Let’s say I put on my black socks instead of my tan socks this morning. Due to their extra absorbency the planet’s temperature increases by 0 C or, in other words, a shocking 32 F! And you can do it too! Pretty soon we’ll be worse than Venus!
Russell Seitz says
Not to be outdone, Rush Limbaugh devoted his program yesterday to elaborating on a non-existent paper in a non- existent journal that claimed growing CO2 stems not from human endeavor, but benthic bacteria – a wheeze formulated by Welsh novelist David Thorpe to lure unwary pundits onto the scientific rocks — He succeeded
[Response: Ha! – gavin]
Jim Galasyn says
Re the hoax study mentioned by Russell in 8:
Roy Spencer says:
Perhaps, but has Rush publicly disavowed the hoax?

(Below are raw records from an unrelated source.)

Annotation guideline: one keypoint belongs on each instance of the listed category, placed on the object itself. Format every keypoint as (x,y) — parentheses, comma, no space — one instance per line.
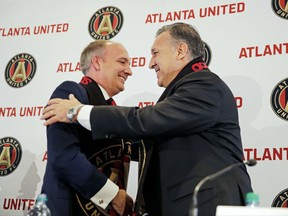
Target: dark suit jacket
(196,131)
(74,159)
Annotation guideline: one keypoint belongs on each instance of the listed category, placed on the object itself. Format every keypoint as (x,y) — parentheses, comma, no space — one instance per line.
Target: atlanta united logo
(280,7)
(207,54)
(10,155)
(281,200)
(113,161)
(279,99)
(20,70)
(105,23)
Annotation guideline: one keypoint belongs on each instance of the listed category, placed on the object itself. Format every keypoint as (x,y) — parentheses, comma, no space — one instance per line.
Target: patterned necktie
(111,102)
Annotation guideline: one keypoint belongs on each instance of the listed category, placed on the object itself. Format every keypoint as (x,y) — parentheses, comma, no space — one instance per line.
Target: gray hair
(95,47)
(182,32)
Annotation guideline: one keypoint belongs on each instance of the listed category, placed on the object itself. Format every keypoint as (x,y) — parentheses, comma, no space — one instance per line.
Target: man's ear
(95,62)
(182,50)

Also, it should be fun to see how many times this “study” is cited by denialists in future.
T. M. Ritter says
The posts above are distressingly juvenile. Couldn’t someone just tell the
main (in plain terms -sorry, Dr. Bricks) that although 33 degrees celsius is 91.4 degrees Farenheit, that
that is different from converting a 33 degree celsius CHANGE in temperature to
Farenheit. As occasionally alluded to, that figure is obtained by multiplying
by 9/5. 33 x 9/5 = 59.4 or, close to 60 Degrees F. Is it that much fun to say
ha ha we’re smarter than Mr. Kent? Grow up.
Kent Harper says
Sorry, you didn’t receive my immediate e-mail answer to your LTE, as is noted in my quotation above (I asked Dr. Mann, in an answer to his e-mail, if the Wikipedia entry on the Greenhouse Effect was incorrect). In it I expressed my confusion about the error and asked for a clarification since I was sure you seldom make errors in simple math. Of course, I had made a knuckleheaded error by using the formula in my AP Style Book for converting celsius to Fahrenheit, and then doublechecking it with an online temperature calculator. The answer was right — it was the question that was wrong, and a foolish error. I was justifiably chided by several of my readers and the correction is on disk for our next edition. Exact temperature and differential temperature conversions are different matters of course, something I no doubt learned as a fifth-grader, but have since forgotten. But it’s good to know my work is being read by people with a formal scientific background. I truly would appreciation anyone pointing out errors of fact, and even differing opinions.
[Response: Fair enough Kent, thanks for your comment. Point made, point addressed. No reason for further comments, so I’m closing out the comment thread on this one. -mike.]